The Catholic community lost a giant late last night with the passing at the age of 97 of Father Theodore Hesburgh, former president of the University of Notre Dame. I just said yesterday, before the news, what a long and productive life he has led. Not only did he bring Notre Dame from a small Catholic university with a reputation for good football teams and a strong theology program to an institution nationally recognized for its strong academic programs—and football—but during his tenure, he transferred governance of Notre Dame from the Congregation of Holy Cross to a mostly lay board.
Affectionately called “Father Ted,” he always considered priesthood to be his primary role. He also never compromised his values—whether he was dealing with Presidents (he held 16 presidential appointments) or popes (he served four). For me, one of his most influential acts was when he gathered a group of Catholic educators in Land O’ Lakes, Wis., in 1967. The group issued a landmark policy statement declaring that the pursuit of truth, not catechesis, was the ultimate goal of Catholic higher learning in the United States, changing the entire landscape of education in this country.
For the past 10 years, SHU has proudly offered the annual Hesburgh Lecture, which honors Father Ted, and has provided lectures from Notre Dame faculty on a variety of fascinating topics.
“The Catholic university should be a place,” Father Hesburgh once wrote, “where all the great questions are asked, where an exciting conversation is continually in progress, where the mind constantly grows as the values and powers of intelligence and wisdom are cherished and exercised in full freedom.” He was a shining light and will be sorely missed.
My wife and I attended the Elements concert last weekend and thoroughly enjoyed the talents of our performing arts students. They are incredibly talented, and this event gets better every year.

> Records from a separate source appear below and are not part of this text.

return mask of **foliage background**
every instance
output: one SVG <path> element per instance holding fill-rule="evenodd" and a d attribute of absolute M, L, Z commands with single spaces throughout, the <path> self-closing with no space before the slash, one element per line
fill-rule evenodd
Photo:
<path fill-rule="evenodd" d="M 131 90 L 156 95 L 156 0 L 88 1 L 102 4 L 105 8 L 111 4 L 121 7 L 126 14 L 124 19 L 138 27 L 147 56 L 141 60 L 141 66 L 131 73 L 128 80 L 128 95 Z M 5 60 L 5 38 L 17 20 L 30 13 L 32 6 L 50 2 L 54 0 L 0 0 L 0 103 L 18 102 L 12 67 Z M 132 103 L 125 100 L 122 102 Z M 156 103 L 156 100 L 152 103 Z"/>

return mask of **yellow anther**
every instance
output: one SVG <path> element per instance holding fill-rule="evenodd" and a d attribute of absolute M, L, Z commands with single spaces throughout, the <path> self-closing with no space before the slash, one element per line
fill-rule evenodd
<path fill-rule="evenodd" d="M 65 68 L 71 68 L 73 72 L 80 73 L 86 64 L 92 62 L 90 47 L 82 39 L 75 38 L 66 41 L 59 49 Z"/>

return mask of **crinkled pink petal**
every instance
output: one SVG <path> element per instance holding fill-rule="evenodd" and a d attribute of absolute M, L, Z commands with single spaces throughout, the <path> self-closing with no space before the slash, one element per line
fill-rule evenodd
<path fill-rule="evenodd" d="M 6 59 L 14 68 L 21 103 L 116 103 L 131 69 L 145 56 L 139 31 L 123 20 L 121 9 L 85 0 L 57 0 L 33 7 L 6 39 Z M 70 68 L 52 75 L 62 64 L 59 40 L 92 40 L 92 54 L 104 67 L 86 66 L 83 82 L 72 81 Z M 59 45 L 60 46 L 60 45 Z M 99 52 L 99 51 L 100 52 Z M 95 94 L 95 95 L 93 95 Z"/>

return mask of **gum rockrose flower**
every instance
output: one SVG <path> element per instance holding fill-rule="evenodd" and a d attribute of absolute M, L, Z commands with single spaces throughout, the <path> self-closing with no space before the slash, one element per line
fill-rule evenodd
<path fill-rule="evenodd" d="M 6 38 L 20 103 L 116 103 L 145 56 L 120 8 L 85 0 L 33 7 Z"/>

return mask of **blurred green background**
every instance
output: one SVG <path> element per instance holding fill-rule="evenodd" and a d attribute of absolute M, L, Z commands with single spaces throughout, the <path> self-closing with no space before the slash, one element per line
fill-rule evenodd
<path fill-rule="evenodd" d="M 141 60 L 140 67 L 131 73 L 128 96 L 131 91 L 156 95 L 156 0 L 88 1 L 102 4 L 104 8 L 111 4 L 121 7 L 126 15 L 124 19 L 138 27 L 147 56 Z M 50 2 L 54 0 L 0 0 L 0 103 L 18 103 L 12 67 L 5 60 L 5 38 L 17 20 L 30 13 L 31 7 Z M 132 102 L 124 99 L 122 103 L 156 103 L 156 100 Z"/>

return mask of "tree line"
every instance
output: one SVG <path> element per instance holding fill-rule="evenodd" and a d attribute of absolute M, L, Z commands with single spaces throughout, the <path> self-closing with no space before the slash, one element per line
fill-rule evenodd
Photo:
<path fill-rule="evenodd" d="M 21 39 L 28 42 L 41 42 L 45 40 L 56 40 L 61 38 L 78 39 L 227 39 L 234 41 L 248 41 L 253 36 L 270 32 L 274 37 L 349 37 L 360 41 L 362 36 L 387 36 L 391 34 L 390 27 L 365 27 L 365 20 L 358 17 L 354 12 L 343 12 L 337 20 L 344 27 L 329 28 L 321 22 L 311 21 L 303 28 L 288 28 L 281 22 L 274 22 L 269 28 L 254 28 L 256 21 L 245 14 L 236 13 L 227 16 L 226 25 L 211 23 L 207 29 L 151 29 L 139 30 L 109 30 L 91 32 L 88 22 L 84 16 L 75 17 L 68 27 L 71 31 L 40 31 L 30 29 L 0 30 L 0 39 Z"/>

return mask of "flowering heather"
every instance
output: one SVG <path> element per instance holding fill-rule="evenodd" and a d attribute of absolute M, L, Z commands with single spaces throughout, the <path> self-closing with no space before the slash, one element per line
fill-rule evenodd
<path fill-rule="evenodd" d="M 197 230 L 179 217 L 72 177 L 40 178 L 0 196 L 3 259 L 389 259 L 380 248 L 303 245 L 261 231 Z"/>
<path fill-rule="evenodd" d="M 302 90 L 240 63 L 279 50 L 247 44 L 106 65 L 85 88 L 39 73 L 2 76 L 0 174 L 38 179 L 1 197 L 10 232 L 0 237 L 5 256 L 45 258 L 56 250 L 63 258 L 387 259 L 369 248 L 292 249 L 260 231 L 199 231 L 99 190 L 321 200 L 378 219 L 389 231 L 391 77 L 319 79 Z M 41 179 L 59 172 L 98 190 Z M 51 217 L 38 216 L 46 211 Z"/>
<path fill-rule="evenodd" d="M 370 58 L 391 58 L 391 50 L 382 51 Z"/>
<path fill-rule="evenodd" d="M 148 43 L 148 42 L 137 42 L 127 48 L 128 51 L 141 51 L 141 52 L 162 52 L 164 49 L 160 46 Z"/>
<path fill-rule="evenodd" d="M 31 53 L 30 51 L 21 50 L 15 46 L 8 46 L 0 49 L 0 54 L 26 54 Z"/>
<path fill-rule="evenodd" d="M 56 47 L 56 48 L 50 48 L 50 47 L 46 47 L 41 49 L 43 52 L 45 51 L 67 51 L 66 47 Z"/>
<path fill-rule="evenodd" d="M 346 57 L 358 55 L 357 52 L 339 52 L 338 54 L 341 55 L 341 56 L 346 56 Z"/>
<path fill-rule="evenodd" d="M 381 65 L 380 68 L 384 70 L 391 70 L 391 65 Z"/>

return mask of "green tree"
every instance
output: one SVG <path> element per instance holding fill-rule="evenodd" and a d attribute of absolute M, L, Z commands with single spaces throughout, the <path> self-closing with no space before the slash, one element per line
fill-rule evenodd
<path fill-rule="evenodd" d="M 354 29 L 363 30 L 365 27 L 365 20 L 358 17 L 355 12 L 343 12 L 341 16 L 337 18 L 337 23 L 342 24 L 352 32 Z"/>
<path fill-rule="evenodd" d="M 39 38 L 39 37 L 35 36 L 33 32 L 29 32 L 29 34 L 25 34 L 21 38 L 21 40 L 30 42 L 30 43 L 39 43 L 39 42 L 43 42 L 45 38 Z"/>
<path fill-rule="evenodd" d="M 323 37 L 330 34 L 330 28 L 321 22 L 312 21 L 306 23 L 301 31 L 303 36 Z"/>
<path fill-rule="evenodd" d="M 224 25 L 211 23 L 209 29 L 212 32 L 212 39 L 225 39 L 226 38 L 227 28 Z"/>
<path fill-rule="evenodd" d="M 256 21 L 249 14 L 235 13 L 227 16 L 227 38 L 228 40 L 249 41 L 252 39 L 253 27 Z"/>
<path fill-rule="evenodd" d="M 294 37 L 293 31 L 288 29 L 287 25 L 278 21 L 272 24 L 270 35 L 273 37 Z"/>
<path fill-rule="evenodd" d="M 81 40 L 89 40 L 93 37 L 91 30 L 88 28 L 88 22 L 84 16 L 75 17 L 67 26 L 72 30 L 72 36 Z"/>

Student Philanthropy Week was a great success with more than 400 students participating in the thank-a-thon by writing approximately 1,200 thank-you postcards to donors. In addition to tags all over campus to demonstrate the importance of our generous benefactors, faculty and staff who participated in last year’s campaign were invited to a “Donuts for Donors” event. My thanks to everyone who participated. I especially want to thank Gary and Mary Anne Levin for sponsoring the Second Annual Levin Challenge where they agreed to match student donations dollar-for-dollar, up to $10,000. When the students again blew through that goal, the Levins generously increased the challenge amount to $12,500. In addition, the Levin match supports whatever area the student supported. For example, if a student donated $20.15 to the library, the Levin match will give $20.15 to the library.
Wednesday evening was the opening of the multimedia show “Crossroads: Rural Health Care in America” at the Art & Design Gallery in the Edgerton. It includes an exhibition of photographs and editorial work by Professor Rick Falco, a screening of a related documentary film by Professor Joe Alicastro and large-scale text graphics designed by Professor Jonathan Walker. The exhibition follows the doctors, nurses, community organizers and patients who are part of an innovative and well-planned health-care network in the Mississippi Delta. If you haven’t seen it, you should check it out.
Yesterday was Delta Tau Delta fraternity’s second annual White Ribbon Campaign here on campus. The campaign is an international push—the largest in the world by men working to end violence against women with a goal of engaging men by having them sign pledges, review literature and hear the stories of victims. Fairfield First Selectman Michael Tetreau and Fairfield Police Chief Gary MacNamara were among the speakers at the event. It is great to see our students working with community leaders to bring such an important issue to light.
Our men’s rugby team left today for their Spring Break Ireland Tour. During their trip, they will visit and play matches in Dublin, Limerick and Dingle. Team member Jason Libertelli is going to write a daily blog of the trip, so look for it on our website in the coming week.
Congratulations to Holly Johnson, whose illustration was accepted in the Society of Illustrators of New York’s nationally juried annual student competition. Holly’s piece was one of only 200 accepted from more than 8,000 entries from 86 schools.
Congratulations are also due for our vice president for Mission and Catholic Identity, Michael W. Higgins, on his newly-released Thomas Merton CD (Now You Know Media). In recent national and international ads, Fr. Anthony Ciorra, SHU’s associate vice president for Mission and Catholic Identity, is quoted as saying, “Thomas Merton was a literary genius and so is Michael Higgins.” You can be your own judge.
For those of you who will still be around over the weekend, there are several opportunities to come to campus and cheer on your Pioneer sports teams. The men’s volleyball team will be on the court against Penn State at 7 this evening and against St. Francis at 7 p.m. tomorrow. The men’s and women’s basketball teams have a doubleheader against LIU Brooklyn tomorrow with the women on the court at 1 p.m. and the men at 3:30 p.m. On Sunday, the women’s lacrosse team takes on UMass Lowell at 1 p.m. Go Pioneers!
Whether you are heading to sunnier climes, participating in a service learning trip, enjoying time at home with family and friends or sticking around campus, I want to wish everyone a fun and rewarding spring break!